I’ve never been completely comfortable with the idea of drinking. When I first came to university, it was something that I had made an effort to actively avoid, and so the first few weeks were a bit of a shock. I remember standing in the queue for the main event at freshers week. Someone threw a drink over me. I was terrified. I didn’t really get drunk all week, even though I did have a bit of alcohol. I watched those around me loose control and it scared me. As the semester went on, I got more and more comfortable with the idea of being tipsy, and whilst I was still ready to come home by 1.30am, I began to enjoy going out.
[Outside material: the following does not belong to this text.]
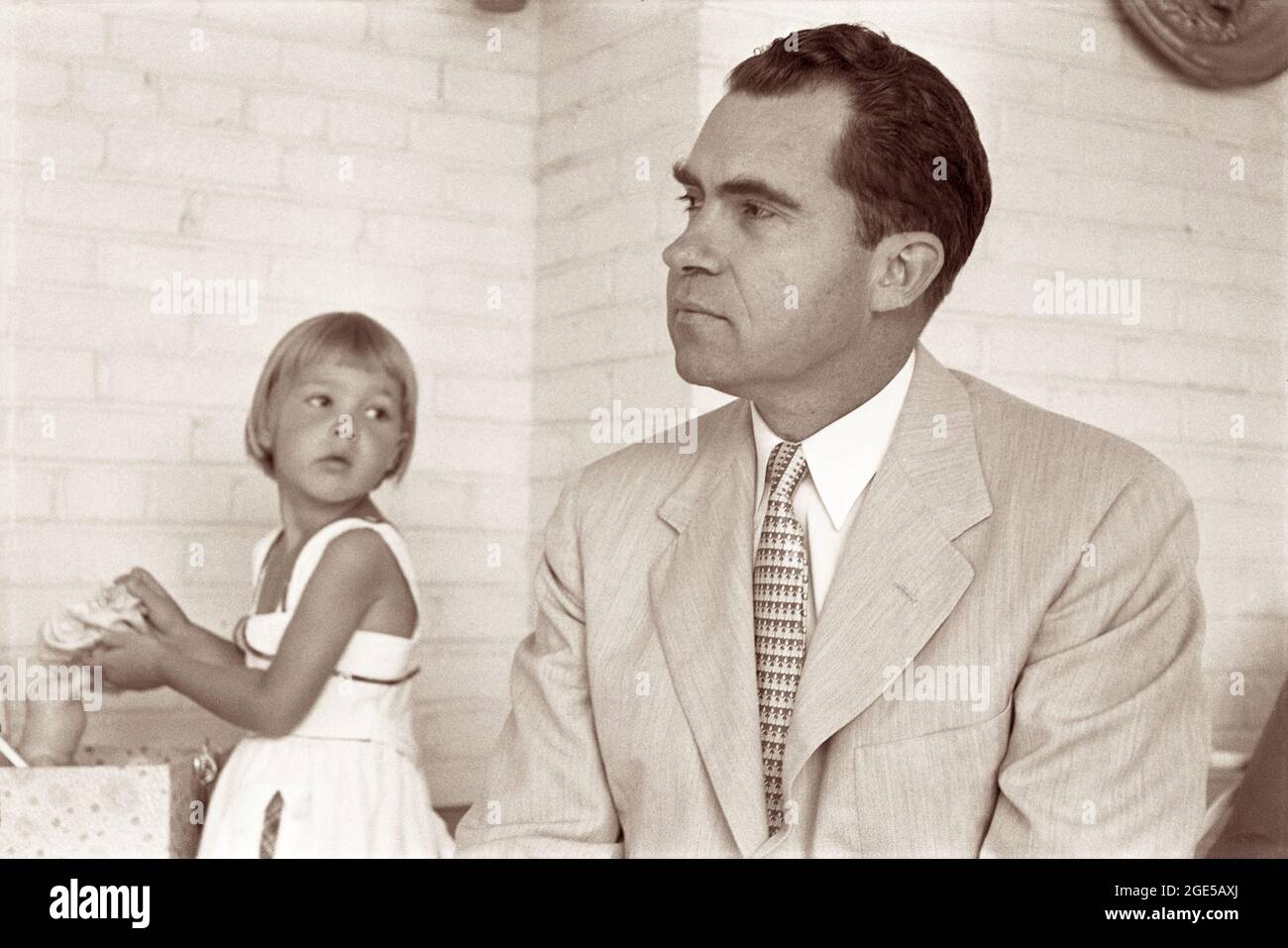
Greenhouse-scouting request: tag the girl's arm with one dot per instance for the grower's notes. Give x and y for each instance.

Over the summer, I didn’t drink. There was the odd glass of wine with a meal, but nothing more. I was happy with that, I can’t see a point in drinking really unless you’re going to get drunk and go out. I came back here last week feeling very much like I was out of practice. More confident with alcohol still, but lacking understanding again of what my levels are, and when I should stop and how much to drink.
I came back to a night out with pre drinks at ours. I was ready to go out that night, but we crashed on the sofa. Nobody else wanted to go, and I was gutted as I’d been very excited and was perfectly tipsy. The Friday, I skipped. I had a Skype meeting that night anyway. Saturday was my first experience of a house party. I feel like they’re half of the problem. There’s people everywhere, there’s no fun social drinking games to keep me distracted, and I have to make a super effort to talk to people, which is something I struggle with anyway, never mind when I’ve just started drinking alcohol and so am feeling uncomfortable. I let a friend pour my drinks, and I was brought home at 11pm unable to remember most of the evening. Last night was another house party. I poured my own drinks, it was going okay, and at about 10.30pm I was an excellent level of drunk. The problem: we didn’t go out until midnight and the last two drinks tipped me over the edge. I didn’t fancy a thirty minute walk to the club and I came home in tears, in the dark and on my own. I hate the dark. I tried to call my friend to leave her a message like I always do in the dark, but her answer machine had changed and I panicked that I’d gotten a wrong number. Maybe I just need to choose a drink that’s not vodka, something that has a little more of a gradient between ‘I’m enjoying this’ and ‘I hate this’. But what? I’ve no idea. Peach Schnapps? Sure, but with what? I’m a novice at this, and nobody out there seems to get that, so I just copy the crowd and get the vodka back out.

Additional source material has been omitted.